Column When to use Description
sample_id Always Sample identifier
bam Always BAM filepath
vcf Always VCF filepath
capture_bed --exome Capture region bed filepath
fastqc_raw --include_prior_qc Filepath to FastQC zip files created from raw fastqs. Use comma as delimiter if multiple files.
fastqc_trimmed --include_prior_qc Filepath to FastQC zip files created from trimmed fastqs. Use comma as delimiter if multiple files.
fastq_screen --include_prior_qc Filepath to FastQ Screen txt files. Use comma as delimiter if multiple files.
dedup --include_prior_qc Filepath to Picard's MarkDuplicates txt files. Use comma as delimiter if multiple files.
multiqc_rename_config --allow_sample_renaming Filepath to label rename configfile to use with multiqc

Refer to our system testing directory for example sample config files at .test/configs. For example:

  • .test/configs/no_priorQC/sample_config/project_2samples_wgs.tsv - Sample config file for WGS samples and no prior QC.
  • .test/configs/no_priorQC/sample_config/project_2samples_exome.tsv - Sample config file for exome samples and no prior QC. Note that WGS and exome samples can't be used in the same config file.
  • .test/configs/include_priorQC/sample_config/project_2samples_wgs.tsv - Sample config file for WGS samples with prior QC data available from certain QC tools.

Pedigree file

QuaC requires a pedigree file as input via --pedigree. Samples listed in this file must correspond to those in sample config file (--sample_config).

CGDS users only

QuaC repo includes a handy script src/create_dummy_ped.py to create a dummy pedigree file, which will lack sex (unless project tracking sheet is provided), relatedness and affected status info. See header of the script for usage instructions.

Output

QuaC results are stored at the path specified via option --outdir (default: data/quac/results/test_project/analysis). Refer to the system testing's output to learn more about the output directory structure.

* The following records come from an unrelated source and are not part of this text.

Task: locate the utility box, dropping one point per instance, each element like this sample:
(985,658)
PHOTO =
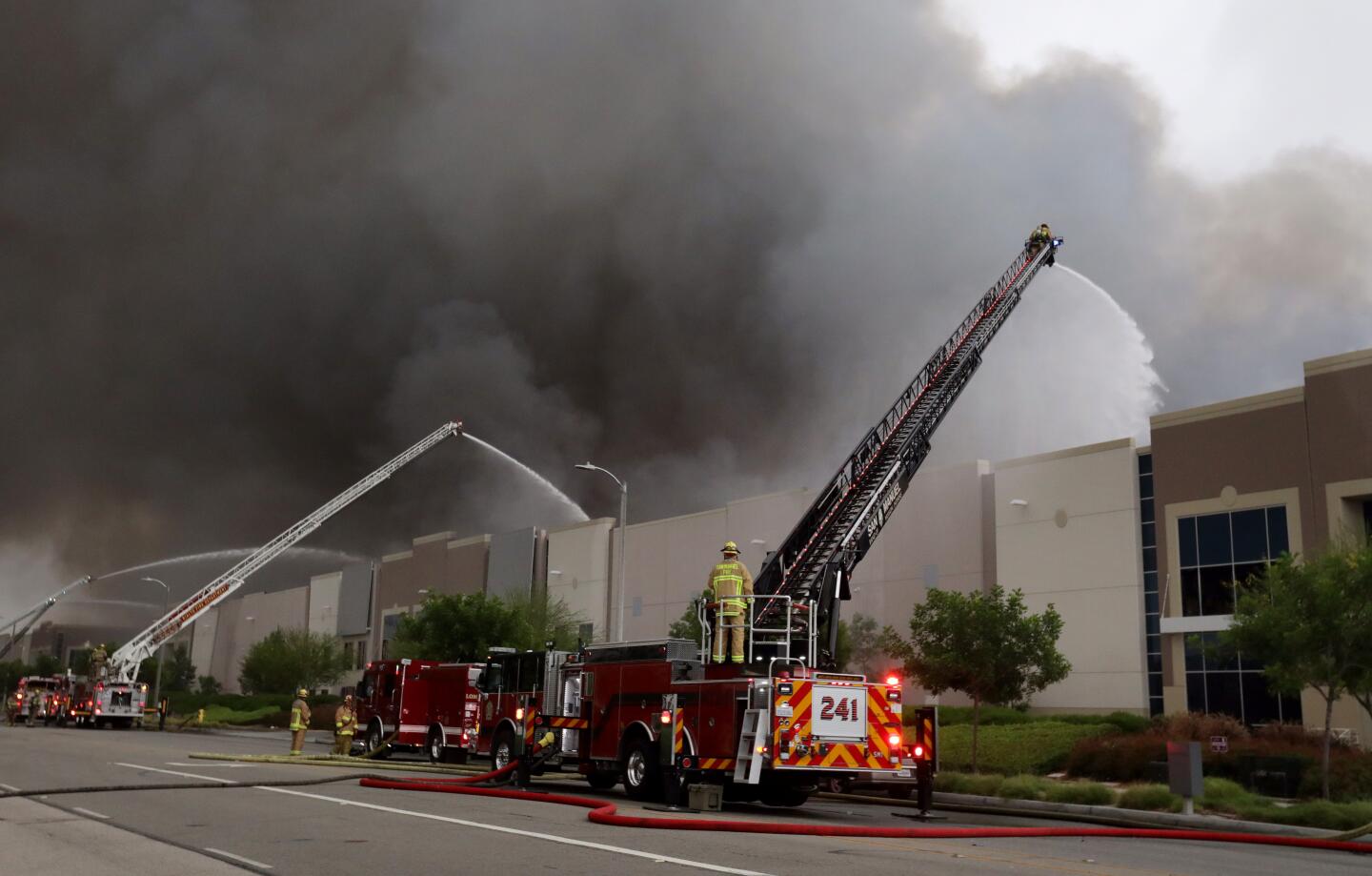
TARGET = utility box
(1184,769)
(705,797)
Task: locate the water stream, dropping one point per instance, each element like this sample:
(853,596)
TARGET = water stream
(543,482)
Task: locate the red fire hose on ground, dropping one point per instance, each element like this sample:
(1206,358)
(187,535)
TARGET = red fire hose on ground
(602,812)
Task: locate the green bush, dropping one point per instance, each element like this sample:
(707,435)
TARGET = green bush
(1081,792)
(1153,798)
(967,783)
(1023,788)
(1038,747)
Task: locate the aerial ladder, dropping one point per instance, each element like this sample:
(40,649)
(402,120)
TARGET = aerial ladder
(124,663)
(36,613)
(817,557)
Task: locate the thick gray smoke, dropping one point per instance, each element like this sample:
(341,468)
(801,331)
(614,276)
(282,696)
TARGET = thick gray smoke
(254,249)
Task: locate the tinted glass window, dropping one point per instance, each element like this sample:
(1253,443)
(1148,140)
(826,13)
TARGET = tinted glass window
(1213,539)
(1250,536)
(1278,542)
(1222,692)
(1218,589)
(1187,541)
(1195,692)
(1190,592)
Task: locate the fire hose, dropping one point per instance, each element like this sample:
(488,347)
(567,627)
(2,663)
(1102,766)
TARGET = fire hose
(602,812)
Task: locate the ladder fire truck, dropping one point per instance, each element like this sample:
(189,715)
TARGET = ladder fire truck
(782,723)
(118,699)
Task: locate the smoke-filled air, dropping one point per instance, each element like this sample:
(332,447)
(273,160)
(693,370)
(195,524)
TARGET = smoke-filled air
(252,250)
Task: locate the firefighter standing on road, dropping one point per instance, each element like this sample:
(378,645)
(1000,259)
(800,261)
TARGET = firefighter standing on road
(345,726)
(727,581)
(299,721)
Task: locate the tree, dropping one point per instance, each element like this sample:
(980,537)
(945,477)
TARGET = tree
(984,644)
(686,626)
(177,670)
(1309,622)
(465,626)
(290,660)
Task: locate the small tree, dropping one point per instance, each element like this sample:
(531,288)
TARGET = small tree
(686,626)
(177,670)
(290,660)
(984,644)
(1310,623)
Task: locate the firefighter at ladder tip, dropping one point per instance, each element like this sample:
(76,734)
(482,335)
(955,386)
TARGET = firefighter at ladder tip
(345,726)
(727,581)
(299,720)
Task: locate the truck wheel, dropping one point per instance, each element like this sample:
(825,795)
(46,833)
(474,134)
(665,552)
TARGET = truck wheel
(376,745)
(642,778)
(785,797)
(502,751)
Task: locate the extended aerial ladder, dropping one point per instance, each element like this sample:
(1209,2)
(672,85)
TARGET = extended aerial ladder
(124,663)
(817,557)
(31,617)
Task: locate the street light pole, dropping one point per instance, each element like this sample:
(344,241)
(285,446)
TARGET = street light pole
(162,648)
(623,524)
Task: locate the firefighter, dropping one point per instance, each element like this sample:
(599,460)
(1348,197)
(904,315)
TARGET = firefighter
(727,581)
(97,660)
(345,726)
(299,721)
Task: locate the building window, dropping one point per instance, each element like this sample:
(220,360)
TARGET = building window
(1225,682)
(1151,638)
(1218,549)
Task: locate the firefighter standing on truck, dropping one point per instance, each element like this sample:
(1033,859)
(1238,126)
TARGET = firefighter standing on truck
(727,581)
(299,721)
(345,726)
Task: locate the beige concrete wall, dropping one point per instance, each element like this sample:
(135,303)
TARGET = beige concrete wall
(577,570)
(247,621)
(1076,545)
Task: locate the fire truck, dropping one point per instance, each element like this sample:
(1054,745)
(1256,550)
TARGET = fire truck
(453,711)
(782,723)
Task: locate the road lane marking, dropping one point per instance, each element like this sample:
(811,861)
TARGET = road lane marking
(240,858)
(552,838)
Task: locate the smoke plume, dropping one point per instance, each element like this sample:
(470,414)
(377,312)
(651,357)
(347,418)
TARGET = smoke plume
(255,249)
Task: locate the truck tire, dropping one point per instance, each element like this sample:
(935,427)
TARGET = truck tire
(785,797)
(502,751)
(374,743)
(642,776)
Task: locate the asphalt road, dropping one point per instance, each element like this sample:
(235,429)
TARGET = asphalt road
(342,828)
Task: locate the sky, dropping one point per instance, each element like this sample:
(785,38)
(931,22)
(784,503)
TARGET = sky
(255,249)
(1240,81)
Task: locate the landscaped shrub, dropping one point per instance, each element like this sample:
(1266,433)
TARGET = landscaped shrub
(1153,798)
(1023,788)
(1038,747)
(1116,758)
(1081,792)
(966,783)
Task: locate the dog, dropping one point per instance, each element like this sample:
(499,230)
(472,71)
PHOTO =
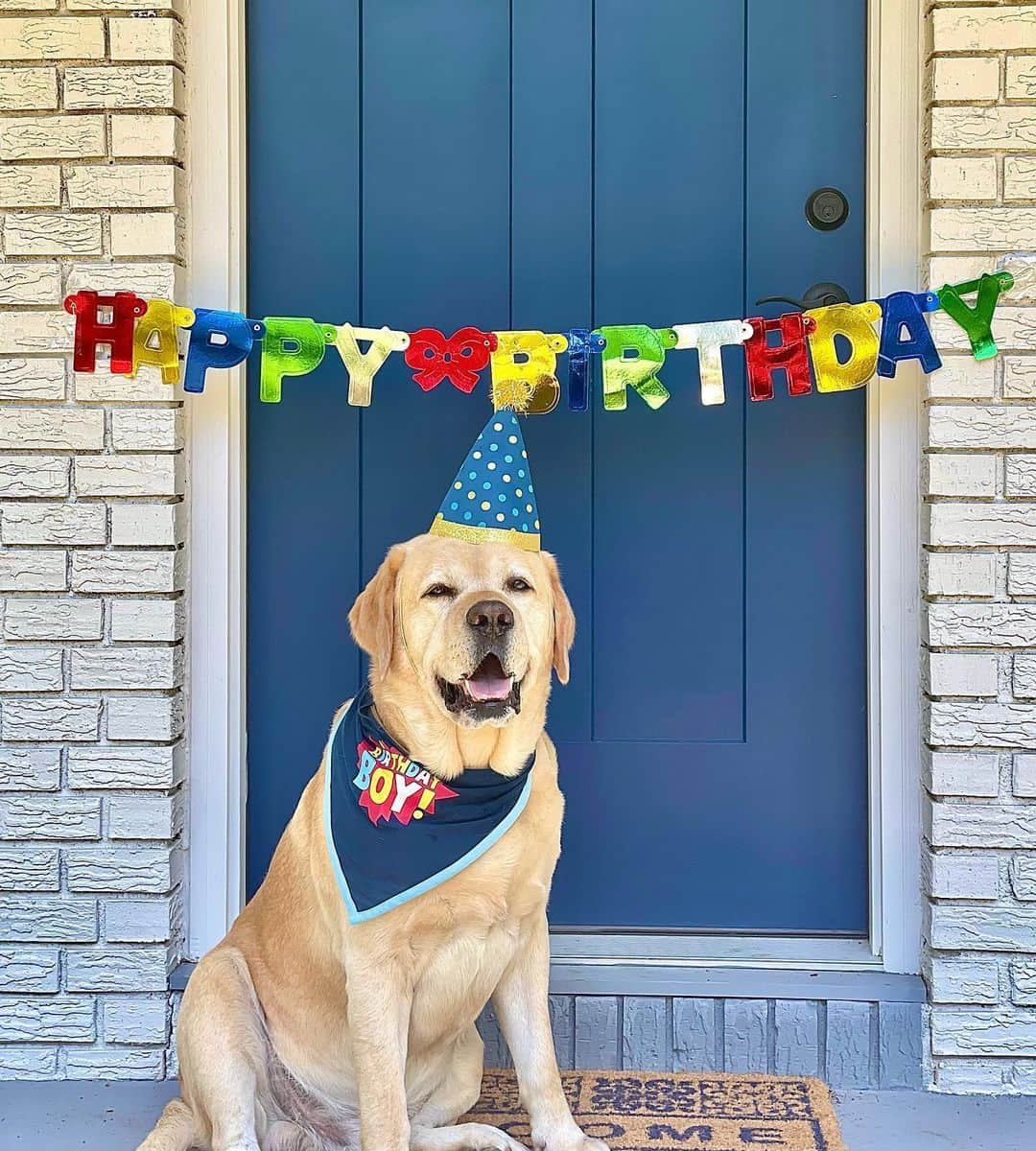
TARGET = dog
(305,1031)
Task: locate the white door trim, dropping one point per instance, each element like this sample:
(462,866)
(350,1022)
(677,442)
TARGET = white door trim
(217,716)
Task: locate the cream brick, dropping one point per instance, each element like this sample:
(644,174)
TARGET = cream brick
(32,379)
(159,137)
(962,774)
(122,185)
(26,285)
(138,718)
(954,673)
(51,719)
(130,476)
(53,38)
(38,523)
(955,574)
(961,476)
(32,187)
(33,571)
(126,668)
(126,571)
(972,177)
(34,476)
(981,525)
(52,234)
(967,79)
(128,86)
(151,621)
(147,234)
(51,137)
(158,38)
(954,876)
(52,620)
(148,525)
(28,89)
(147,430)
(983,29)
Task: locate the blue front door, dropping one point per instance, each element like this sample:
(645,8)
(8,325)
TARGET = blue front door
(546,165)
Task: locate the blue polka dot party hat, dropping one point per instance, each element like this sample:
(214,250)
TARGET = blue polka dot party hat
(492,499)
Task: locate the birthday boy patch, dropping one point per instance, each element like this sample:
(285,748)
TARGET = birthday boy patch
(391,787)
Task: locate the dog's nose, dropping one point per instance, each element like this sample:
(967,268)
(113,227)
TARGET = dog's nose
(490,619)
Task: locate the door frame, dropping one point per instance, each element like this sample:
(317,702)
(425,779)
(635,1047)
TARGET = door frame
(217,536)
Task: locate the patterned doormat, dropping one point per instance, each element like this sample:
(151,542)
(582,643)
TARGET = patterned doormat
(682,1111)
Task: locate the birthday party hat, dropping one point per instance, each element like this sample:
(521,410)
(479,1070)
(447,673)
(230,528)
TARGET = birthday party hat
(492,499)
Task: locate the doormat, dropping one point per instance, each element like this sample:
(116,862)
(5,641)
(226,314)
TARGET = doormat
(678,1111)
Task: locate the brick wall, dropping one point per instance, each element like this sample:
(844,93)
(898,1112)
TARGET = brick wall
(979,576)
(91,527)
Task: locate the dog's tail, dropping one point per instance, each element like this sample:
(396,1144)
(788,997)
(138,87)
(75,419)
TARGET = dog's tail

QC output are stored at the sample level as well as the project level (ie. all samples considered together) depending on the type of QC run. For example, Qualimap tool is run at the sample level whereas Somalier tool is run at the project level. MultiQC reports are available both at the sample and project level.

Tip

Users may primarily be interested in the aggregated QC results produced by MultiQC, both at sample-level as well as at the project-level. These multiqc reports also include summary of QuaC-Watch results at the top.

CGDS users only

QuaC's output directory structure was designed based on the output structure of the CGDS small variant caller pipeline.